I need to extract some data from string with simple syntax. The syntax is this:

_IMPORT:[any text] - [HEX number] #[decimal number]

Therefore I created regex you can see below in the code:

 //SYNTAX:  _IMPORT:%1 - %2 #%3
 static const QRegExp matchImportLink("^_IMPORT:(.*?) - ([A-Fa-f0-9]+) #([0-9]+)$");
 QRegExp importLink(matchImportLink);
 QString qtWtf(importLink.pattern());
 const int index = importLink.indexIn(mappingName);

 qDebug()<< "Input string: "<<mappingName;
 qDebug()<< "Regular expression:"<<qtWtf;
 qDebug()<< "Result: "<< index;

For some reason, that does not work, I get this output:

Input string:  "_IMPORT:ddd - 92806f0f96a6dea91c37244128f7d00f #0"
Regular expression: "^_IMPORT:(.*?) - ([A-Fa-f0-9]+) #([0-9]+)$"
Result:  -1

I even tried to remove the anchors ^ and $ but that didn't help and also is undesired. The annoying thing is that this regexp works perfectly if I copy the output in regex101.com, as you can see here: https://regex101.com/r/oT6cY3/1

Can anyone explain what is wrong here? Did I stumble upon Qt bug? I use Qt 5.6. Is there any workaround for this?

Tomáš Zato
  • 50,171
  • 52
  • 268
  • 778
  • Not experienced in regexp. But the round bracktes after `IMPORT:**(** ` and all the others) look strange for me. - I would expect the RegExp to match the `(`character, which is not in the expression. But if they have a regexp-semantik just forget my comment. – Bernhard Heinrich Aug 15 '16 at 13:05
  • @BernhardHeinrich They use (quoting the docs) "*A rich Perl-like pattern matching syntax*" which means capture groups exist and I have used them in past without a problem. – Tomáš Zato Aug 15 '16 at 13:06
  • I see that changing `(.*?)` to `(.*)` helps, but not sure why.

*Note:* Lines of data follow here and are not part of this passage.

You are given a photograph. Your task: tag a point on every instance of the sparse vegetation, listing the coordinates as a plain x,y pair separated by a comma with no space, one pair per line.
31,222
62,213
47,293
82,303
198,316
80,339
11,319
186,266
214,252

Changing regexp engine doesn't help either... – mike.dld Aug 15 '16 at 13:15
  • @mike.dld Seems like they get it the opposite way around, because `(.*?)` is non greedy as to prevent matching the ` - [hex]` part. – Tomáš Zato Aug 15 '16 at 13:21
  • 2
    Just use QRegularExpression already! :) QRegExp supports a very limited pattern syntax (in particular: it does not support non-greedy quantifiers). QRegularExpression supports PCREs instead. – peppe Aug 15 '16 at 16:01
  • @peppe thanks for mentioning that. I will look into it. I think they should mention this in `QRegExp` docs... – Tomáš Zato Aug 16 '16 at 08:27
  • https://doc.qt.io/qt-5/qregexp.html "Note: In Qt 5, the new QRegularExpression class provides a Perl compatible implementation of regular expressions and is recommended in place of QRegExp." – peppe Aug 16 '16 at 09:22
  • @peppe The problem is 4.8 QRegExp doc version is top on google. I think there should be some link to latest version for all docs... – Tomáš Zato Aug 16 '16 at 10:38
  • Yes, that's definitely bad. https://bugreports.qt.io/browse/QTWEBSITE-721 – peppe Aug 16 '16 at 10:57

1 Answers1

2

It seems like Qt does not recognize the quatifier *? as valid. Check the method QRegExp::isValid() againts your pattern. In my case it did not work because of this. And the documentation tells that any invalid pattern will never match.

So first thing I tried was skipping the ? which perfectly fits your provided string with all capturing groups. Here is my code.

QString str("_IMPORT:ddd - 92806f0f96a6dea91c37244128f7d00f #0");
QRegExp exp("^_IMPORT:(.*) - ([A-Fa-f0-9]+) #([0-9]+)$");

qDebug() << "pattern:" << exp.pattern();
qDebug() << "valid:" << exp.isValid();
int pos = 0;
while ((pos = exp.indexIn(str, pos)) != -1) {
    for (int i = 1; i <= exp.captureCount(); ++i)
        qDebug() << "pos:" << pos << "len:" << exp.matchedLength() << "val:" << exp.cap(i);
    pos += exp.matchedLength();
}

And here is the resulting output.

pattern: "^_IMPORT:(.*) - ([A-Fa-f0-9]+) #([0-9]+)$"
valid: true
pos: 0 len: 49 val: "ddd"
pos: 0 len: 49 val: "92806f0f96a6dea91c37244128f7d00f"
pos: 0 len: 49 val: "0"

Tested using Qt 5.6.1.

Also note that you may set greedy evaluation using QRegExp::setMinimal(bool).

maxik
  • 1,053
  • 13
  • 34